UN Security Council Resolution 2683 (2023) was adopted by a vote of 10 in favor (Albania, Brazil, Ecuador, France, Japan, Malta, Switzerland, the United Arab Emirates, the UK, and the US) to none against, with five abstentions (China, Gabon, Ghana, Mozambique, and the Russian Federation).

The Council strongly condemned past and ongoing violations of human rights and international humanitarian law by all parties, including armed groups and national security forces.

It further condemned the targeting of civil society, including journalists, human rights defenders, and humanitarian personnel, emphasizing that the Revitalized Transitional Government of National Unity bears the primary responsibility to protect its population from genocide, war crimes, and crimes against humanity.

The Council decided to renew until May 31, 2024, the measures on arms imposed by paragraph 4 of Resolution 2428 (2018), which direct all member states to prevent the direct or indirect supply, sale, or transfer of arms to the territory of South Sudan.

It also decided that the notification requirements set out in paragraph 2 of Resolution 2633 (2022) shall no longer apply to the supply, sale, or transfer of non-lethal military equipment solely in support of the implementation of the terms of the peace agreement and related technical assistance or training on such equipment.

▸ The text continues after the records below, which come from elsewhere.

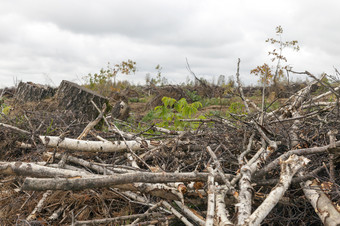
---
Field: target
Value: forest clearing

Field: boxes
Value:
[1,61,340,225]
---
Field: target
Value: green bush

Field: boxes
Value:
[226,102,246,119]
[201,97,230,107]
[185,90,201,102]
[153,97,205,130]
[0,98,11,117]
[142,110,157,122]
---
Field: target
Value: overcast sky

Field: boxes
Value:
[0,0,339,88]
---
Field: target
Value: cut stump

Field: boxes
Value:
[15,82,56,102]
[111,101,130,121]
[55,80,109,120]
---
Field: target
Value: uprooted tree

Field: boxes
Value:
[1,60,340,225]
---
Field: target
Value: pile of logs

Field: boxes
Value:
[1,64,340,225]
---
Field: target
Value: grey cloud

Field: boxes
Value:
[1,0,340,88]
[2,1,187,37]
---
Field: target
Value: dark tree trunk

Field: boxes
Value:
[15,82,56,102]
[55,80,110,121]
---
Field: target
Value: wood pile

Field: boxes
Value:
[1,70,340,225]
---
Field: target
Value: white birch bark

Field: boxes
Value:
[300,178,340,226]
[44,152,136,174]
[244,154,310,225]
[0,161,98,178]
[215,190,233,226]
[237,165,252,225]
[21,171,225,191]
[39,135,156,152]
[205,167,216,226]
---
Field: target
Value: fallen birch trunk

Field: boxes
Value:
[39,135,157,152]
[21,171,232,191]
[44,152,139,174]
[74,212,164,226]
[216,190,233,226]
[205,167,216,226]
[300,178,340,226]
[237,165,252,225]
[0,161,99,178]
[244,154,310,225]
[46,152,203,202]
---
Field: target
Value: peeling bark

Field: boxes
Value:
[205,167,216,226]
[300,179,340,226]
[216,190,233,226]
[237,165,252,225]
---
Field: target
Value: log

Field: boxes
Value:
[21,172,232,190]
[55,80,109,120]
[15,81,55,102]
[0,161,98,178]
[39,135,156,152]
[244,155,310,225]
[300,179,340,225]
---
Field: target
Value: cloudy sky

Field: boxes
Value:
[0,0,339,88]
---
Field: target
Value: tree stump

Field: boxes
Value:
[15,82,56,102]
[111,101,130,121]
[55,80,109,121]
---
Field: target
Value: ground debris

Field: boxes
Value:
[1,78,340,225]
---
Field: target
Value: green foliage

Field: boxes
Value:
[84,60,136,95]
[0,99,11,117]
[265,101,280,112]
[142,110,157,122]
[223,76,236,95]
[250,63,274,86]
[226,102,246,118]
[185,90,201,102]
[153,97,205,130]
[253,88,263,97]
[45,119,57,135]
[200,97,230,107]
[206,110,223,117]
[2,106,11,115]
[313,75,332,95]
[129,97,146,103]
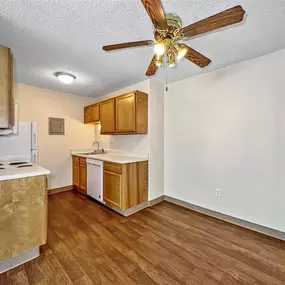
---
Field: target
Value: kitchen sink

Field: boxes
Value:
[81,150,105,155]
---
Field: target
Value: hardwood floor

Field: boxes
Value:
[1,190,285,285]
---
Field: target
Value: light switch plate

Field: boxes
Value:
[49,117,65,135]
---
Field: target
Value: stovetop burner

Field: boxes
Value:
[9,162,28,166]
[17,165,33,168]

By other terms, the Council decided to renew until May 31, 2024, the travel and financial measures imposed by Resolution 2206 (2015), according to which all member states shall take measures to freeze the financial assets of designated individuals and prevent their entry into or transit through their territories.

Further, the Council decided to extend until July 1, 2024, the mandate of the Panel of Experts as set out in paragraph 19 of Resolution 2428 (2018), adding the panel should provide to the Council an interim report by Dec. 1, 2023, a final report by May 1, 2024, and updates each month.

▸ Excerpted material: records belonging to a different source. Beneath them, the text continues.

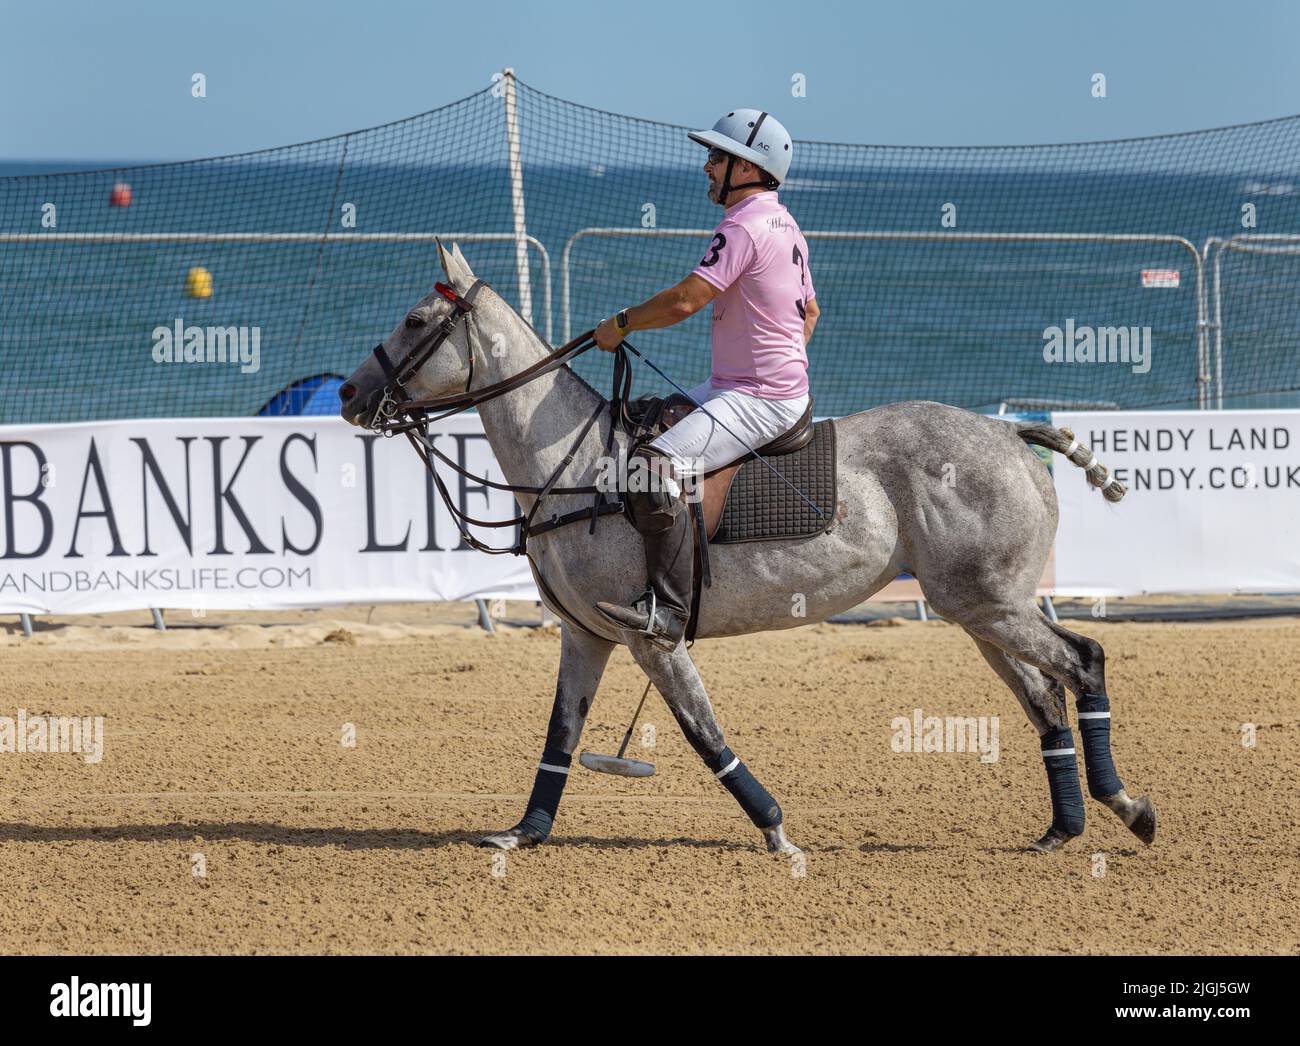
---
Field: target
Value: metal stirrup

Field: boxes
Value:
[636,589,659,636]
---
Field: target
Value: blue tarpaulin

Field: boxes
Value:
[257,374,345,416]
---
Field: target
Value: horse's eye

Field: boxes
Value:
[405,313,425,330]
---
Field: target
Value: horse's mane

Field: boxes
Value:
[481,280,607,404]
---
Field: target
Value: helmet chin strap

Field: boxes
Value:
[715,110,772,206]
[717,156,769,205]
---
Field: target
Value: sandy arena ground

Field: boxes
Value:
[1,601,1297,955]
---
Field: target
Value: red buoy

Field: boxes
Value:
[109,182,132,207]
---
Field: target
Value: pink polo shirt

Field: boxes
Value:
[690,191,815,399]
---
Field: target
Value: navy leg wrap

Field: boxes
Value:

The Council reiterated its readiness to review arms embargo measures through, inter alia, modification, suspension, or progressive lifting of these measures in light of progress achieved on the key benchmarks. It also requested the Secretary-General, in close consultation with the United Nations Mission in South Sudan (UNMISS) and the panel, to conduct an assessment of progress achieved no later than April 15, 2024.

Tigere Chagutah, Regional Director, Amnesty International, East, and Southern Africa, welcomed the extension of the UN arms embargo on South Sudan.

“The UN Security Council vote sends a clear message to the South Sudanese government that it must act urgently to implement the Joint Action Plan on addressing conflict-related sexual violence, among other benchmarks set by the Security Council under Resolution 2577 of May 2021.

“Although this vote is a positive step, we regret that South Sudan will now be allowed to import ‘non-lethal’ equipment without the need to inform and request an exception from the Security Council’s sanctions committee,” said Chagutah.